Besides if they have permit for one, they land ten dumpers or trucks earning huge profits. It is the builders who benefit most from illegal sand and with their deep nexus with the powerful and influential politicians regardless of their political colour are able to negate the rule of law. In UP, for instance, the current government of Samajwadi Party and its predecessor Bahujan Samaj Party, both turned a blind eye to the ongoing plunder of sand from ecologically sensitive flood plains of the State’s major rivers. They have, over the years, brazenly ignored the orders of the Supreme Court that mining of minor minerals – sand being one – from even less than 5 hectares of land would require environmental clearance.

Mining in Goa
In their hunger for power and riches the politicians and their allies in the underworld have developed only contempt for environmental protection. They consider it to be an obstruction in the pursuit of their activities that are nefarious by any standard. But none can touch them as they happen to wield power and influence. This situation obtains virtually in every state of the Union. In Maharashta illegal sand mining has been declared a crime under the tough Maharashtra Control on Organised Crime Act and yet despite ceaseless denudation of sands from the state’s coastline adversely impacting its morphology and bio-diversity not one mafioso has been nabbed – such is their clout. In MP the chief minister’s own brother is reportedly active in illegal mining in River Narmada.

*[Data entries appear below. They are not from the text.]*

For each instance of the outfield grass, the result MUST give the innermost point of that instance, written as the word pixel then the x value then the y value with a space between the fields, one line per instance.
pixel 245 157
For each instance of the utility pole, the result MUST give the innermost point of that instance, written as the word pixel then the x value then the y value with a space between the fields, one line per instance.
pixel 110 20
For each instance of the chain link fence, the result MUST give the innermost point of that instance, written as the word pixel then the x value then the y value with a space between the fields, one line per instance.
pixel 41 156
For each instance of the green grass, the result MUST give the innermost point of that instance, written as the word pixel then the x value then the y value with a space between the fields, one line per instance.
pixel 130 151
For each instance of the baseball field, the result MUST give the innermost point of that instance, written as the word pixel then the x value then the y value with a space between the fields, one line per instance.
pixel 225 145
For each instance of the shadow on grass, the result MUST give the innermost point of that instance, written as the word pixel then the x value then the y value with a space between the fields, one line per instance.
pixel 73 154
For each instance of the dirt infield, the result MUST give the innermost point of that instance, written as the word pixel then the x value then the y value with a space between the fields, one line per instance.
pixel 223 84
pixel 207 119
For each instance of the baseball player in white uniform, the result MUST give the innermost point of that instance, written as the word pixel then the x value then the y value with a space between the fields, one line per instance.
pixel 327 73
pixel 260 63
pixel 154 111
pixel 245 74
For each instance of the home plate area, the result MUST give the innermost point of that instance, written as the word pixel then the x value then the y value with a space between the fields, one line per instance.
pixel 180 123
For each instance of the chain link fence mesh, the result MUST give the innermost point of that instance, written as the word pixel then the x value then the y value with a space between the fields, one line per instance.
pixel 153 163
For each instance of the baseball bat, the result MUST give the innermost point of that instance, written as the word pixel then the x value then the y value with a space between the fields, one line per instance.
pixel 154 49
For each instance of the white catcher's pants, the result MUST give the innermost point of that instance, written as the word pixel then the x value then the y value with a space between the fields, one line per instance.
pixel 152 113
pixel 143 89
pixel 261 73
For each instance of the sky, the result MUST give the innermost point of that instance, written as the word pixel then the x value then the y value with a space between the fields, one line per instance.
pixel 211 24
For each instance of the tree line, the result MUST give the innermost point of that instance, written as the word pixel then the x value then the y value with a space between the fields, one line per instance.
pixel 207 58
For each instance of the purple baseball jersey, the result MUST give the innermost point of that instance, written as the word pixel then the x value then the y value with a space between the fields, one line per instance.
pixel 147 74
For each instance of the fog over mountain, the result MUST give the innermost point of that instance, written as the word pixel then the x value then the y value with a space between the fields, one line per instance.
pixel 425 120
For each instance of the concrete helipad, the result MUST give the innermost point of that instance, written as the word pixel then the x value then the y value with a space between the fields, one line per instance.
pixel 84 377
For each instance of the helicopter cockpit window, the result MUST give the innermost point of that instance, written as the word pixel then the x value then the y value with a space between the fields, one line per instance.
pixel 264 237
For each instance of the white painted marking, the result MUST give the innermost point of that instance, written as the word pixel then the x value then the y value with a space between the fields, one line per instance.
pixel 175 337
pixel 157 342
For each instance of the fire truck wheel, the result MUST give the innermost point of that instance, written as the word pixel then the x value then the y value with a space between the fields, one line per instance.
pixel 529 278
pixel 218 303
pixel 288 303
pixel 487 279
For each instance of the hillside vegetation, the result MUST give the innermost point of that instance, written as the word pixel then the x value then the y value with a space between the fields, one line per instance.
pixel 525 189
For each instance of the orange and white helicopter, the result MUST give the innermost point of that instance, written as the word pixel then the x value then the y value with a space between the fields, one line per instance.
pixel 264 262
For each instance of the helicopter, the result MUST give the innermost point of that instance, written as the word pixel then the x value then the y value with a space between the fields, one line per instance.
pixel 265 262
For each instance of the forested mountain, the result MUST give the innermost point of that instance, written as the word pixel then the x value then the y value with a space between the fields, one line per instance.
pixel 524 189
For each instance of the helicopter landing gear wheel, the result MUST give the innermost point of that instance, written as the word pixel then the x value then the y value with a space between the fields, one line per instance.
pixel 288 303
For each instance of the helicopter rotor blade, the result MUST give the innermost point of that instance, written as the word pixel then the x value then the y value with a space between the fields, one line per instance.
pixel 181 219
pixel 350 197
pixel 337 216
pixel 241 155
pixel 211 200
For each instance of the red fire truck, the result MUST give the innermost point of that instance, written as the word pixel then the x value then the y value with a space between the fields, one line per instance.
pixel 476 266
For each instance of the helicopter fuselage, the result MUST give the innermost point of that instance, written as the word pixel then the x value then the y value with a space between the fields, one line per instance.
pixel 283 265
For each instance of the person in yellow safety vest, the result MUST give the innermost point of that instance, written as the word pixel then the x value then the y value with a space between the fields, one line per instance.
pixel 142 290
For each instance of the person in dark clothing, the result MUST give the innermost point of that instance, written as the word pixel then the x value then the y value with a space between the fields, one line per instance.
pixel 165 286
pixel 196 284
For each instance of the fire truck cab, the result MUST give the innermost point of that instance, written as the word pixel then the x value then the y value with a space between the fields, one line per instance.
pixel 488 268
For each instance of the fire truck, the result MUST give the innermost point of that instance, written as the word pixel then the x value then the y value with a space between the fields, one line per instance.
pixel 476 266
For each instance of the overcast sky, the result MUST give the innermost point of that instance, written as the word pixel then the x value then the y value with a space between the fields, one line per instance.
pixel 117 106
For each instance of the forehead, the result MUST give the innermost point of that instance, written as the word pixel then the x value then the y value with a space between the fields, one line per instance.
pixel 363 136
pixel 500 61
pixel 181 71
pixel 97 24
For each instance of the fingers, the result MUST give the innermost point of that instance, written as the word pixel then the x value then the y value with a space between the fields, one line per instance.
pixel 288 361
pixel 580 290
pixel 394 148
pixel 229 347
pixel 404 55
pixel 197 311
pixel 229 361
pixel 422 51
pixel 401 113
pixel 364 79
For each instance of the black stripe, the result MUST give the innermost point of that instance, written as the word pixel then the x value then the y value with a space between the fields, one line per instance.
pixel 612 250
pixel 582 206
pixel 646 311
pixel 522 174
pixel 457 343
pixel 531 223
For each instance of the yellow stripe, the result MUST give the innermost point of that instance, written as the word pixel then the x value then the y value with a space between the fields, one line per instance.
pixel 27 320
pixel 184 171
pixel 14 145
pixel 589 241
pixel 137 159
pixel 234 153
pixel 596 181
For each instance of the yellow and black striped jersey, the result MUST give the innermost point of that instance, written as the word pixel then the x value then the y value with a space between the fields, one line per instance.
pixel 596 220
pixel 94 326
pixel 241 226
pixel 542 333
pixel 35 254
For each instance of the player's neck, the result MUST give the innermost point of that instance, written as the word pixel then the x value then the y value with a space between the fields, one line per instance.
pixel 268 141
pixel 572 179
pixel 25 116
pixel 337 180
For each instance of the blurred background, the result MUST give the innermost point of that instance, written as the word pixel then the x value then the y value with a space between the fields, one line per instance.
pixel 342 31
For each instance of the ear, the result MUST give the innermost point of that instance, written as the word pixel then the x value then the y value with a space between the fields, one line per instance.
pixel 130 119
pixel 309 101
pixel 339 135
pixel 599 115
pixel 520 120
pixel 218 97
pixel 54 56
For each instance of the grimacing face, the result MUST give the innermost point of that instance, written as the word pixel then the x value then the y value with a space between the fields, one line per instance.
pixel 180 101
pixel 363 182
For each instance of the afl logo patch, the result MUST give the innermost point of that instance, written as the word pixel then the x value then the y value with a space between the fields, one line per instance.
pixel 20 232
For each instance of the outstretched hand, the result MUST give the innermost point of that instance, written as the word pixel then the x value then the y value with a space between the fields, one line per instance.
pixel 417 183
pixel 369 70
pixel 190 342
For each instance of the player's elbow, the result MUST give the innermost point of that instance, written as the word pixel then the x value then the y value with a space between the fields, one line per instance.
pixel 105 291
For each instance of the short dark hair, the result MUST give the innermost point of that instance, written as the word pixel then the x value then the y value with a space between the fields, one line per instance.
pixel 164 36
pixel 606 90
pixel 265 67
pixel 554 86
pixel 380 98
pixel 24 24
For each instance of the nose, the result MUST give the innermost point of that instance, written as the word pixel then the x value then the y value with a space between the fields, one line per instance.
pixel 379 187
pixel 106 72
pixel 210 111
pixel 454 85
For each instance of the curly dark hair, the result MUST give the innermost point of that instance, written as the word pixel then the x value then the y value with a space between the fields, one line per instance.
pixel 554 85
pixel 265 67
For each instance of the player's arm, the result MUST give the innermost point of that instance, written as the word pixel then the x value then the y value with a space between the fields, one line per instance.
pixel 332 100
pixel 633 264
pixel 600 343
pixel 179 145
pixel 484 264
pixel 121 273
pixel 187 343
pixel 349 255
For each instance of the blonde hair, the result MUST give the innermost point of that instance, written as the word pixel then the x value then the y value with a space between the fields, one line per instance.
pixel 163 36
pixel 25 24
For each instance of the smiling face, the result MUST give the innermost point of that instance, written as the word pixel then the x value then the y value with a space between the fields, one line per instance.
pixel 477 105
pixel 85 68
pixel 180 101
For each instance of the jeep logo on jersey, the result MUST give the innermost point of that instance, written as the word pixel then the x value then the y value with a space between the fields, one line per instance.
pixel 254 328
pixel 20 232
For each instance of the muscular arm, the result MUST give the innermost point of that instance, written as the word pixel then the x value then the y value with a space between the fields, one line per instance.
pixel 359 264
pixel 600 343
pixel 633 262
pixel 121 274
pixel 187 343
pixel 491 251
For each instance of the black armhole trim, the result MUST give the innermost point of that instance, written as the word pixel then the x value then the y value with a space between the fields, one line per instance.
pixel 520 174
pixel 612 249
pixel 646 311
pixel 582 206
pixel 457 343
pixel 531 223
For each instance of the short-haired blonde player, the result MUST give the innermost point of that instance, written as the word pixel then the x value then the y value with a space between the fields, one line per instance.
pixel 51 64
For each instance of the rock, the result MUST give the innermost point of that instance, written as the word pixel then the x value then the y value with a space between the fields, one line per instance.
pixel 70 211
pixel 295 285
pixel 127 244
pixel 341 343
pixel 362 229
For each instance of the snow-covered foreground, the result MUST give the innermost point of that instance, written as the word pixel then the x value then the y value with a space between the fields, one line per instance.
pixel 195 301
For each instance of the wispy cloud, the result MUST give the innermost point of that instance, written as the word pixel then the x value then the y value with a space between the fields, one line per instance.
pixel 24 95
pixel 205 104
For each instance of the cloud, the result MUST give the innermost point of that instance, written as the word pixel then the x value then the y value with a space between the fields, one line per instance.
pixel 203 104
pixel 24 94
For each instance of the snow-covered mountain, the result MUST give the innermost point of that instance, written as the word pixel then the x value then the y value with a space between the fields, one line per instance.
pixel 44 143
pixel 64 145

One wonders whether the Ministry at the Centre and governments in the states appreciate the serious damage that is being caused to the river systems in the country by unchecked sand-mining. According to experts, reckless mining activities can cause physical harm to the river or stream by erosion of channel bed and banks, increase in channel gradient, and change in channel morphology. These impacts may cause the undercutting and collapse of river banks,  the loss of adjacent land and/or structures, upstream erosion as a result of an increase in channel slope and changes in flow velocity, and downstream erosion due to increased carrying capacity of the stream, downstream changes in patterns of deposition, and changes in channel bed and habitat type.

Mining with heavy equipment like dredgers for removal of channel substrate results in re-suspension of streambed sediment, clearance of vegetation, and stockpiling on the streambed. All these have ecological impacts leading to direct loss of stream habitat, disturbances of species hosted by streambed deposits, reduced light penetration and reduced feeding opportunities, adversely impacting the native riverine
biodiversity. That the failure of men and machines in preventing oil leaks, in uncontrolled dumping or stockpiling of overburden cause poisoning of aquatic organisms and fouling up of the water quality need hardly be emphasised.

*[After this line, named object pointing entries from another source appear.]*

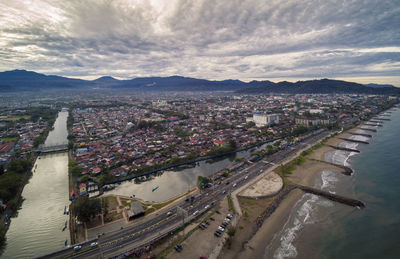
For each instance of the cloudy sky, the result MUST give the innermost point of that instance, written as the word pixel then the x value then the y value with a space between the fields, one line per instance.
pixel 213 39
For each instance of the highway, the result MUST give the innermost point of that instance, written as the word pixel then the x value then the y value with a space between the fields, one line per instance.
pixel 135 236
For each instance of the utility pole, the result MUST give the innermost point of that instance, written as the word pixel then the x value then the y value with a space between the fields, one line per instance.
pixel 183 213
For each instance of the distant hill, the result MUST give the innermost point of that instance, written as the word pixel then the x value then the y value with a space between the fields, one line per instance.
pixel 22 80
pixel 28 80
pixel 378 85
pixel 323 86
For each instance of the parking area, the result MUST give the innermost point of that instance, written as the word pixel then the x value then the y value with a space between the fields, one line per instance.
pixel 202 241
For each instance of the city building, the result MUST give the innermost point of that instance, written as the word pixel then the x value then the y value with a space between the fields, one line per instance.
pixel 135 211
pixel 262 120
pixel 309 122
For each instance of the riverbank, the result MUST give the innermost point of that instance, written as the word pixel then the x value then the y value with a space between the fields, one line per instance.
pixel 40 220
pixel 21 179
pixel 14 204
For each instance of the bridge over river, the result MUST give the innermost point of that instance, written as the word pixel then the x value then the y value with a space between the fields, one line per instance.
pixel 52 149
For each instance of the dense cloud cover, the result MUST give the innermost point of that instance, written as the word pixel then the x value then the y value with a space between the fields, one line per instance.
pixel 213 39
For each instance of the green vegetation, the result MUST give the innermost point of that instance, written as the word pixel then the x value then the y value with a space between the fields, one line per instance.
pixel 11 184
pixel 13 180
pixel 157 125
pixel 231 146
pixel 10 139
pixel 202 181
pixel 230 204
pixel 300 130
pixel 171 114
pixel 86 209
pixel 41 138
pixel 74 168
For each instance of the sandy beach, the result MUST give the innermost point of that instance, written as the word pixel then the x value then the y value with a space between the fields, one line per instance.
pixel 304 175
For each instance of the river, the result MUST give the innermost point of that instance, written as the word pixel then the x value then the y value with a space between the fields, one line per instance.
pixel 172 183
pixel 38 227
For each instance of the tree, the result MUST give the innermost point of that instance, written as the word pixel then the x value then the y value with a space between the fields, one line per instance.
pixel 232 144
pixel 86 209
pixel 250 124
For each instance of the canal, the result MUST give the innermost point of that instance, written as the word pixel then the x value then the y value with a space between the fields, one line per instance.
pixel 172 183
pixel 38 227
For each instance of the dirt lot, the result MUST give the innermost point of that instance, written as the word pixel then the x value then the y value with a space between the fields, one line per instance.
pixel 202 242
pixel 251 209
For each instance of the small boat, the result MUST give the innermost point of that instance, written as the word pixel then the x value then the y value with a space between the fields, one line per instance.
pixel 65 226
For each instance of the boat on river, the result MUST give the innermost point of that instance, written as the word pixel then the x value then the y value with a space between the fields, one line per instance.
pixel 65 226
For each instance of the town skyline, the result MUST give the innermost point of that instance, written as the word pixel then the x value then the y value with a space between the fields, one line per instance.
pixel 238 40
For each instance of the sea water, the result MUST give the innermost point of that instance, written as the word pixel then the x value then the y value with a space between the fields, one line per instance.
pixel 320 228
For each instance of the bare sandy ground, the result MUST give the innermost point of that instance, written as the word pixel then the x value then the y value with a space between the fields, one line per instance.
pixel 304 175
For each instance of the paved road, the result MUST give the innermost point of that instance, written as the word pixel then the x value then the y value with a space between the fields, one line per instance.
pixel 130 237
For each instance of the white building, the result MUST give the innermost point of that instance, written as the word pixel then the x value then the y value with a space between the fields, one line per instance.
pixel 262 119
pixel 311 121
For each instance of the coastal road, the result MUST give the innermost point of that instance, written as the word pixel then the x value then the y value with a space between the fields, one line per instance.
pixel 134 236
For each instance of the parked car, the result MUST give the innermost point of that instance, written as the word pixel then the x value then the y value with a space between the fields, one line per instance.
pixel 178 248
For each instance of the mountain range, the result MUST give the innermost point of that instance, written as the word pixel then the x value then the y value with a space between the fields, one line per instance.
pixel 22 80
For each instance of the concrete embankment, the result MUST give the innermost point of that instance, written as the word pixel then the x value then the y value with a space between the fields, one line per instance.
pixel 332 196
pixel 355 140
pixel 373 125
pixel 368 129
pixel 347 170
pixel 345 149
pixel 375 121
pixel 361 134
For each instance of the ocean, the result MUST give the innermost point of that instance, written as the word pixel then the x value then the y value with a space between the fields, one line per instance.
pixel 320 228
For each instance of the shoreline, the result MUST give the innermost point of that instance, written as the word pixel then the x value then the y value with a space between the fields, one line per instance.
pixel 304 174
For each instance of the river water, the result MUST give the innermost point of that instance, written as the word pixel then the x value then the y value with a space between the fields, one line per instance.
pixel 37 229
pixel 172 183
pixel 319 228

Sand mining in Rajahmundri, Andhra Pradesh
Excessive sand-mining from rivers is also accompanied by plummeting ground water tables in the riparian zones. This has happened in Kerala, Andhra and several other states and may also well happen in such zones of Yamuna, Hindon and Ganges, rendering agriculture a losing proposition raising the question of livelihood in the areas.

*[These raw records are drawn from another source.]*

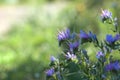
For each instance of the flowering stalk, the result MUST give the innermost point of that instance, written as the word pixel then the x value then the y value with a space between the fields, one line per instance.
pixel 74 62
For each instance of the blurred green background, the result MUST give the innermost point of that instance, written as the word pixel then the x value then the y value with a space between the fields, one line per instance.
pixel 28 35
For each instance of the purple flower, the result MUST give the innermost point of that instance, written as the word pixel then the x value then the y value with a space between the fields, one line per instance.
pixel 117 37
pixel 106 15
pixel 74 45
pixel 99 54
pixel 50 72
pixel 63 35
pixel 110 39
pixel 92 36
pixel 70 56
pixel 83 35
pixel 52 58
pixel 113 66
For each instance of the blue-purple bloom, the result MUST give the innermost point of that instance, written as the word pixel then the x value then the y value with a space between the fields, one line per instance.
pixel 52 58
pixel 110 39
pixel 74 45
pixel 50 72
pixel 63 35
pixel 84 35
pixel 92 36
pixel 99 54
pixel 117 37
pixel 113 66
pixel 70 56
pixel 106 15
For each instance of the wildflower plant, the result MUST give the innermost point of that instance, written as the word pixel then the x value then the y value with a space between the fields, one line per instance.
pixel 74 63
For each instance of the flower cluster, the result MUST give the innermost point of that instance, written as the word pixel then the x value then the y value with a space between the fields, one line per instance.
pixel 75 64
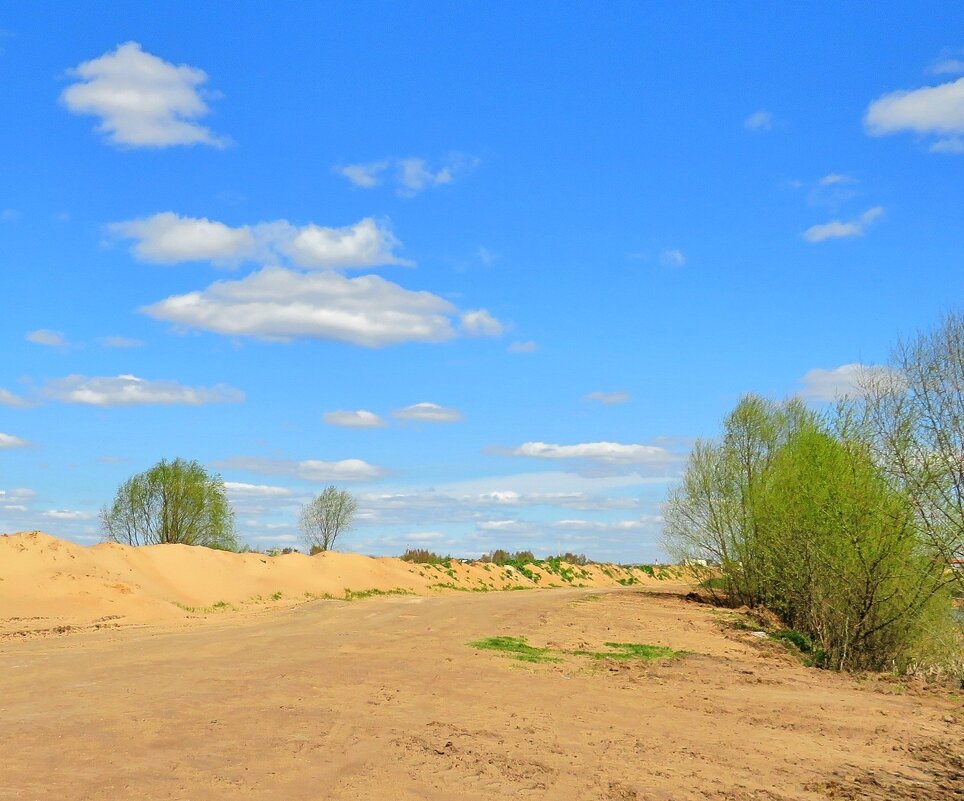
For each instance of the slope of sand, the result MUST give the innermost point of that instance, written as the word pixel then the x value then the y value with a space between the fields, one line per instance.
pixel 48 585
pixel 386 699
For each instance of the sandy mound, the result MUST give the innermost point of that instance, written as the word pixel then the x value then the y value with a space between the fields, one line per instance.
pixel 49 585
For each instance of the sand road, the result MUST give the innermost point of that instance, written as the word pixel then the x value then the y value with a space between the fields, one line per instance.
pixel 383 699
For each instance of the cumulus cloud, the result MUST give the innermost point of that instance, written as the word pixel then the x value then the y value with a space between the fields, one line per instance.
pixel 836 178
pixel 354 419
pixel 947 66
pixel 141 100
pixel 50 339
pixel 306 469
pixel 605 452
pixel 120 342
pixel 168 238
pixel 365 176
pixel 936 111
pixel 759 121
pixel 844 381
pixel 129 390
pixel 238 489
pixel 527 346
pixel 428 413
pixel 10 441
pixel 480 323
pixel 838 229
pixel 67 514
pixel 607 398
pixel 411 175
pixel 279 304
pixel 7 398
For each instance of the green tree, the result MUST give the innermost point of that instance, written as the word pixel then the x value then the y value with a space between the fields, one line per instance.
pixel 913 417
pixel 173 502
pixel 709 515
pixel 326 517
pixel 840 553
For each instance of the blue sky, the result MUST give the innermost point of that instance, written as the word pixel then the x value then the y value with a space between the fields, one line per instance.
pixel 490 270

With outright and brazen breaches of the orders of the Apex Court in regard to licensing of mining of minor minerals in less than 5 hectares of land only after environmental clearance the National Green Tribunal, thankfully, has also got into the act in reinforcing the orders. Hopefully, the states will wake up and enforce the extant orders and decisions or else India’s rivers might suffer irreparable harm subjecting the people to untold privations.